I was brought into a client site to help develop with Disaster Recovery for a content management system. My clients offices where in New York City, in lower Manhattan. The 9/11/2001 attacks prevented communications from their data center and their corporate offices. After a few days the communication channels were open and business was allowed to be conducted. 
This was considered a Black Swan type of risk and highly unlikely to reoccur. A Black Swan event as described by Nassim Nicholas Taleb is based on three criteria
  1. The event is a surprise (to the observer).
  2. The event has a major effect.
  3. After the first recorded instance of the event, it is rationalized by hindsight, as if it could have been expected; that is, the relevant data were available but unaccounted for in risk mitigation programs. The same is true for the personal perception by individuals.
The Swan reared its ugly head again in August 14th 2003 when New York City experienced a blackout. Again, the data center was unreachable. 
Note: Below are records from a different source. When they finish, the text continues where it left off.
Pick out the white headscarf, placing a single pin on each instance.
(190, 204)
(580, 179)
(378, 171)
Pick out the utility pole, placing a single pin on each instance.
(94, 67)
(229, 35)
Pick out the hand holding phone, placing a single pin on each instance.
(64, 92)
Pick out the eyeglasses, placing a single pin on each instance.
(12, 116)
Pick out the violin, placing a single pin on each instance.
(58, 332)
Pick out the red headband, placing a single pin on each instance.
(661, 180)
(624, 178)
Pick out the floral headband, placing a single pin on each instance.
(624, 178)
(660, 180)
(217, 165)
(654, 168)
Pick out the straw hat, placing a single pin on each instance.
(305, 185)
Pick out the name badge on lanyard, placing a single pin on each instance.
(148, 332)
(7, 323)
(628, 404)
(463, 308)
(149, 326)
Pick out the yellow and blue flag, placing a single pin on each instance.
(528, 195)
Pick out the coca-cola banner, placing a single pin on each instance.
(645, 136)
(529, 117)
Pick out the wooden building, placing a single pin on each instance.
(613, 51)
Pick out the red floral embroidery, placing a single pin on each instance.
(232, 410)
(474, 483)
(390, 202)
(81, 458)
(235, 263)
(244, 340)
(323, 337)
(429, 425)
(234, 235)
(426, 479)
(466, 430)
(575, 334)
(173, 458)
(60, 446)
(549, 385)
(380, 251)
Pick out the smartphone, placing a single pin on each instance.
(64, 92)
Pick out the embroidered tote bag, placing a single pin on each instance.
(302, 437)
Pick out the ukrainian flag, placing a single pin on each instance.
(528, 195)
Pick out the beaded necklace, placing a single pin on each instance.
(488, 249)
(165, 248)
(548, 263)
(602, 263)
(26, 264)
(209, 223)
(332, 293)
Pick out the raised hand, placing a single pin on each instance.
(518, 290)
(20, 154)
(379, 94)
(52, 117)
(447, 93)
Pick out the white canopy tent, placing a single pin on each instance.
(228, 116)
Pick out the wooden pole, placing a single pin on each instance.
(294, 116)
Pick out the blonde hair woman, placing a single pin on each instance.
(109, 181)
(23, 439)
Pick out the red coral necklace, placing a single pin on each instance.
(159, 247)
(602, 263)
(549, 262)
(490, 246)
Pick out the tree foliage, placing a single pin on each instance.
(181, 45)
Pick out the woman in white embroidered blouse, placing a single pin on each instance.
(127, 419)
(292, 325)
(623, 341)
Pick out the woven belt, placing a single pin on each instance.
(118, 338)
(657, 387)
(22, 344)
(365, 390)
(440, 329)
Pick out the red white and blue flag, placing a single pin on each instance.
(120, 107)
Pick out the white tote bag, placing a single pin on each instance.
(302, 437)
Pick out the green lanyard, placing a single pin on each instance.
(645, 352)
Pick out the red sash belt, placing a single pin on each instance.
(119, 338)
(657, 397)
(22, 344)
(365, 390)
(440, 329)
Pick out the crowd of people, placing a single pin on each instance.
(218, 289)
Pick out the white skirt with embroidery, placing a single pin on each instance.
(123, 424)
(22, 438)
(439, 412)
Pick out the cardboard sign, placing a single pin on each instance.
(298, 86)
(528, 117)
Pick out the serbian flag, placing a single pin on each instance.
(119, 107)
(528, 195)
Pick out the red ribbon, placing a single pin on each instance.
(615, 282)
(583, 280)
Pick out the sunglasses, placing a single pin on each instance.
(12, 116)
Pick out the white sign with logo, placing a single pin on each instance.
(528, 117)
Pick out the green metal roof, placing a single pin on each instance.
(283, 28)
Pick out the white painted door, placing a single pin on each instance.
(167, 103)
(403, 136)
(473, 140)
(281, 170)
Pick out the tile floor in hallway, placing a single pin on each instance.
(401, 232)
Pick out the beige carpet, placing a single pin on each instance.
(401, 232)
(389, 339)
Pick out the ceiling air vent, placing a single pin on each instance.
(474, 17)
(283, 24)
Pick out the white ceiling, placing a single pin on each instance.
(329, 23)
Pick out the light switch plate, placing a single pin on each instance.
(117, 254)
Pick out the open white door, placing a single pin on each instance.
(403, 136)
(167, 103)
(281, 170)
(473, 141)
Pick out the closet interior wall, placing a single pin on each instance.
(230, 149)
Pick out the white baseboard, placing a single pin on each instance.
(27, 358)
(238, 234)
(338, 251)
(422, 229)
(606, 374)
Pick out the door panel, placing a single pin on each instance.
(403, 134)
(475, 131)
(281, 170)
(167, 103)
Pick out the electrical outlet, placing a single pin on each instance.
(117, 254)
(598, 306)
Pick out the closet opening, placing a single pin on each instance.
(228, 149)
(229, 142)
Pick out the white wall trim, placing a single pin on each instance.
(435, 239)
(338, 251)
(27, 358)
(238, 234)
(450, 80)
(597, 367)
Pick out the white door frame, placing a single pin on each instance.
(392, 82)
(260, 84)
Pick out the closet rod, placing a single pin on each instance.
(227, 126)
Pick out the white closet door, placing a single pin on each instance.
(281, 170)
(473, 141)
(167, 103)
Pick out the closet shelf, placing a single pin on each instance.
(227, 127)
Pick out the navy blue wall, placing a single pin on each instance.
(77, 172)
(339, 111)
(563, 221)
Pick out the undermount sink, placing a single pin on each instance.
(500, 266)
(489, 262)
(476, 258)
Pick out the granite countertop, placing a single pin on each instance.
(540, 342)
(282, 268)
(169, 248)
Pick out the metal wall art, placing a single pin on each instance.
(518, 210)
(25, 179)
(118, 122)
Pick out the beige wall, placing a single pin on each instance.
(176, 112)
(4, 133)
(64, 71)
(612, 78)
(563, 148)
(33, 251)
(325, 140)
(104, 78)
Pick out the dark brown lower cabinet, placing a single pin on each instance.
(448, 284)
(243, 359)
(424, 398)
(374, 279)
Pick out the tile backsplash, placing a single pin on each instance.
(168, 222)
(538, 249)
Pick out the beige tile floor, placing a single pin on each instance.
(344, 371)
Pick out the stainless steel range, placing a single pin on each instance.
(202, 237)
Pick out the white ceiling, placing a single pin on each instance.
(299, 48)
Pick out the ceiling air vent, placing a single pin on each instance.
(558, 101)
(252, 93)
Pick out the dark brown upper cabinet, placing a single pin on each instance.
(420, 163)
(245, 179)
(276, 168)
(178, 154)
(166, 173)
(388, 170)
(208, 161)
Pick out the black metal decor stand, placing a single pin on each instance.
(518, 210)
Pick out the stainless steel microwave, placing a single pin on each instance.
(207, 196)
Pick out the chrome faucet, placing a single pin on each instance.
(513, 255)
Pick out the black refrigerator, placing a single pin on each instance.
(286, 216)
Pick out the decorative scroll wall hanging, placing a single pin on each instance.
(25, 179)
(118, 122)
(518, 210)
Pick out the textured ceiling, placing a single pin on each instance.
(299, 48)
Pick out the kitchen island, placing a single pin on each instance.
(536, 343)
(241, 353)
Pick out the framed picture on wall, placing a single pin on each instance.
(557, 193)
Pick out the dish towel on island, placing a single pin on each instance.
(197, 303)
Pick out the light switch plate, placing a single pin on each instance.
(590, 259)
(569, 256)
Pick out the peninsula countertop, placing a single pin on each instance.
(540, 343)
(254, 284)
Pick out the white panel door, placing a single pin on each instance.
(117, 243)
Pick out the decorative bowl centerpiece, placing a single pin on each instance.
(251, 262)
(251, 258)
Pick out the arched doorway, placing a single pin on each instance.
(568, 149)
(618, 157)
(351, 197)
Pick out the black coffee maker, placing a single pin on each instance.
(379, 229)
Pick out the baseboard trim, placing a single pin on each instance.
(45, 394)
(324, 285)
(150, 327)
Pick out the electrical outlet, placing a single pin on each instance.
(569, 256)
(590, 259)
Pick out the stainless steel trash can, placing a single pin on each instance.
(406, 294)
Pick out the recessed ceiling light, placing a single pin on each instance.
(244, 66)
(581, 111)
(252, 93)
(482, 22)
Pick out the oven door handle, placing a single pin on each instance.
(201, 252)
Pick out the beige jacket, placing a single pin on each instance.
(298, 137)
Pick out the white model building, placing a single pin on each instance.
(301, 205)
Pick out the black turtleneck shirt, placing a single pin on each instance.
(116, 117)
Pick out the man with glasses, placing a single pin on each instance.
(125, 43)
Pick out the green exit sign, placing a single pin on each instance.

I was involved with the design of their enterprise content management system’s architecture. The system needed to accommodate 2.7 million workflows a day with 16 million documents. Therefore building two systems, production and backup, to manage the traffic and the workflow was a very expensive endeavor. 
The DR site chosen was in Jersey City, New Jersey, across the river from my client’s offices. Taking advantage of the close proximity of the DR site and the need for a large and powerful system, I suggested that we use the DR site in the design to process the workflows. The data would reside in NYC with failover to the New Jersey site in an active-passive configuration. We did discuss active-active, yet the costs were too much to overcome.

The workflows were going to be hardest part to design. Only one thousand concurrent workflows could be processed per Application server. I created five application service processes per physical server and replicated the same configuration at the DR site. Therefore the system could accommodate six thousand concurrent workflows. As designed the system was designed for 3 million workflows over a twenty-four hour period
Therefore turning Black Swans white.